= Percy Trezise =

Australian artist (1923–2005)

Percy Trezise (28 January 1923 – 11 May 2005) was an Australian pilot, painter, explorer and writer as well as, notably, a "discoverer", documenter, and historian of Aboriginal rock art. He was born in Tallangatta, Victoria but is associated especially with Far North Queensland and the rock art galleries of the Cape York Peninsula.

==Life ==
Trezise was born in Tallangatta (northern Victoria), of Cornish descent, and attended a bush school followed by Albury High School. His interest in Aboriginal peoples began when he won a copy of The Red Centre by Hedley Herbert Finlayson while a student in high school. During World War II, Trezise served in the Royal Australian Air Force, surviving the crash of a Wackett trainer in August 1942. From 1956 he worked in northern Australia as an airline pilot for Ansett and the Cairns Aerial Ambulance. From the air he learned to identify areas likely to contain Aboriginal rock art, which he subsequently explored on foot. During the 1960s, he regularly overflew Dunk Island attempting to locate the Aboriginal galleries mentioned by E. J. Banfield in his Confessions of a Beachcomber (1908) and later walked in to find them based on his aerial observations.

He was a friend of writer Xavier Herbert, artists Ray Crooke and Ron Edwards and a collaborator with Aboriginal artist Dick Roughsey in a series of children's picture books.

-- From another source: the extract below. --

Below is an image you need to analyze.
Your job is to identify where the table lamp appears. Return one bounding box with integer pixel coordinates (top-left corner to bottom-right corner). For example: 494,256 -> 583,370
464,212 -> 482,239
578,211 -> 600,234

He died in Cairns, Queensland.

==Honours ==
In 1996, he was made a member of the Order of Australia. In 2004, he received an Honorary Doctorate of Letters from James Cook University, in recognition of outstanding service to the community of far north Queensland. An episode of Australian Story, "Set In Stone" (2014), was dedicated to Percy Trezise. Introduced by Australian of the Year, Adam Goodes, it focuses on Trezise's 50 year relation with Quinkan rock art that continues with his sons.

==Bibliography==
Books authored or illustrated by Trezise include:
- 1969 - Quinkan Country. Adventures in search of aboriginal cave paintings in Cape York. (With Dick Roughsey). Reed Australia.
- 1971 - Rock Art of South-East Cape York. Monograph. Australian Institute of Aboriginal Studies, Canberra.
- 1973 – Last Days of a Wilderness. Collins: Sydney.
- 1986 - Ngalculli the Red Kangaroo.
- 1987 - Platypus and Kookaburra. (Written by Rex Ingamellis and illustrated by Percy Trezise and Mary Haginikita).
- 1991 - Mungoon-Gali, the Giant Goanna. Angus & Robertson: Sydney. ISBN 0-207-17200-5
- 1993 – Dream Road: A Journey of Discovery. Allen & Unwin:

Percy Tresize made a video on his 75th birthday in which he talks about his life and Dick Roughsey. This is one of the last known video interviews where he discusses the importance of Indigenous Australian culture and how he was drawn to rock art from his early days as a bush pilot with the flying doctor service.